Quanto à segunda parte da pergunta, é necessário dizer que sou docente do Departamento de História da Universidade Estadual de Londrina desde 1994. Ao longo destas quase três décadas, dediquei-me exclusivamente à docência e a formação de professores, ao desenvolvimento de projetos de pesquisa e extensão e a escrever e traduzir livros. Não foi, portanto, a experiência com a administração escolar ou universitária que me levou ao CNE. Mas foi o tema em torno deste movimento difuso chamado liberdade de pensamento e tolerância ideológica que nos conduziu ao Conselho e certamente o que começamos a fazer num plano mais local agora exige de nós traduzi-lo em escala nacional. Não vamos vencer esta batalha localmente. Imagino que um amplo movimento apartidário que adote propósitos muito próximos aos de nossa ‘Casa da tolerância’ deverá surgir no Brasil. Estou bastante convencido de que o Conselho Nacional de Educação desempenhará um papel fundamental neste processo, tendo já demonstrado muita sensibilidade ao problema, e encontrará os meios de exercer o protagonismo neste debate.
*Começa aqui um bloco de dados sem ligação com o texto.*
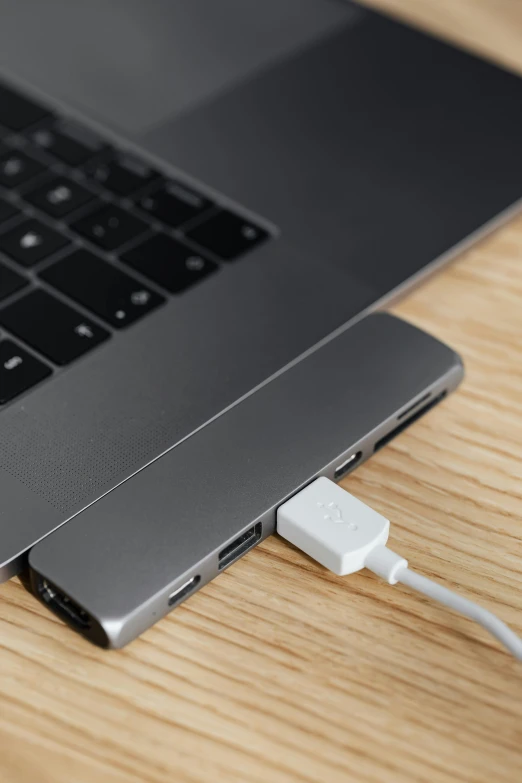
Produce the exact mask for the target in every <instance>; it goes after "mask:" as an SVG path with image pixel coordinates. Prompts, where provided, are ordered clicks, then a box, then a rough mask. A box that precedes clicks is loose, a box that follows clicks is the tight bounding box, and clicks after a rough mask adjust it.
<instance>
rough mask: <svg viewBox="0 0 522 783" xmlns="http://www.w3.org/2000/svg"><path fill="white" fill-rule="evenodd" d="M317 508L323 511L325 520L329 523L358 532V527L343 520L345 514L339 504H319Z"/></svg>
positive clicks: (318, 504) (348, 522)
BSM: O projeto vai continuar, mesmo sem a chancela da Universidade?
Gabriel Giannattasio:
Inicialmente a ideia é recorrer desta decisão. Há outras instâncias às quais cabe recurso, ainda que não estejamos muito confiantes sobre a possibilidade de reverter a decisão, em especial considerando o comprometimento da atual direção da nossa Universidade. Mas, independentemente do parecer que, porventura, será dado, o projeto continuará, sobretudo porque o pedido de prorrogação, por mais um ano, serviria para reunirmos todo o material produzido, pesquisado e analisado nestes dois anos e torná-lo publico através da edição de um e-book. Este trabalho, que já está em curso, será levado a cabo independentemente das decisões que serão tomadas pelas instâncias da universidade. Mas, chegou o momento de darmos um salto qualitativo. É preciso que se constitua nacionalmente um movimento capaz de reunir a comunidade acadêmica brasileira, com disposição para desenvolver estudos acerca do tema, nos moldes de nossa Casa da Tolerância.